Separately we will stiop at denture bases fining with selfhardening plastics. This method is widely used in clinical prosthodontics, but necessary to recall that the conditions of its application is to conduct polymerization in the apparatus under pressure to reduce residual monomer.
Description of fining is to glue parts with dichlorineethan denture glue, which is contained in complex of selfhardening plastics ‘Protacryl’ and ‘Redont’.
Parts of the prosthesis are placed along the fracture line, having glued them before and are kept in this position for 2-4 min.
On cemented prosthesis plaster model (‘pidlytok’) is cast. having smeared prosthesis and plaster with vaseline , a contramodel is obtained with the new portion of densely mixed plaster. After, the prosthesis is removed from the model and broked through bonding line, the fracture is grinded each side for 1-2 mm, making the notch.

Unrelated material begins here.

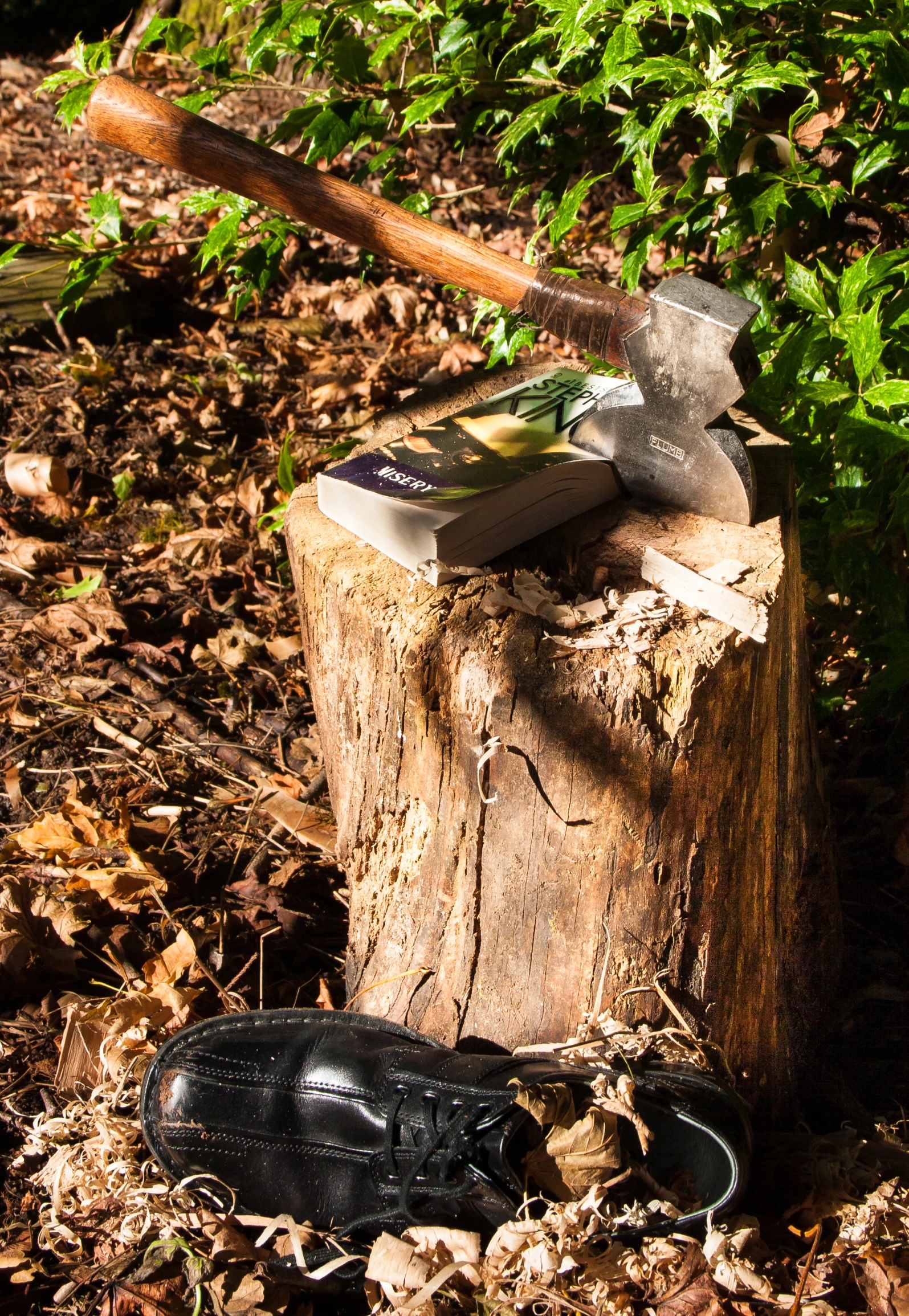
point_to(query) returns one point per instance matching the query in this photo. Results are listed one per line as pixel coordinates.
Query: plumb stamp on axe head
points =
(667, 434)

Model and contramodel are smeared with insulating varnish ‘Izokol’, then part of the prosthesis is placed on the model.
Plastic dough is prepared with selfhardening plastic, strewing powder in monomer tu full, covering wuth glass pot on top to prevent weathering monomer.
The process of maturation of plastic dough goes 3-5 minutes, depending on air temperature. Fracture line is greased with monomer. Polymerization should be in a special apparatus under pressure for 8-10 minutes. After machining, grinding and polishing dentures are passed on for fitting and fixing in the mouth
Complete removable dentures correction.
The places elimination process on the basis of denture, which injure prosthetic bed tissue, is called a correction. Correction is conducted usually starting from the very next day after fixing dentures. The patient is asked to not use them in case of a pain, but about for 2-4 hours to visit the doctor must enter the dentures in the mouth.
Doctor during the review of oral mucous membrane easily determines the place of injury tissue prosthetic bed with edge ofdenture base . Places of denture, which cause injury, must be grinded off and polished.
The number of corrections is different and can vary from one to ten.
In the first period of prostheses for each visit the patient must be supported psychologically, noting that he already speaks the words that it becomes easier to eat that after a while all the discomfort disappear.
Model quality check
Attention is paid to their integrity: existence of splits, pores, cracks, signs of injury by technical spatula, blurriness of prosthetic bed lines or defects on its surface. If defects occur one should again take the functional impression and cast new models.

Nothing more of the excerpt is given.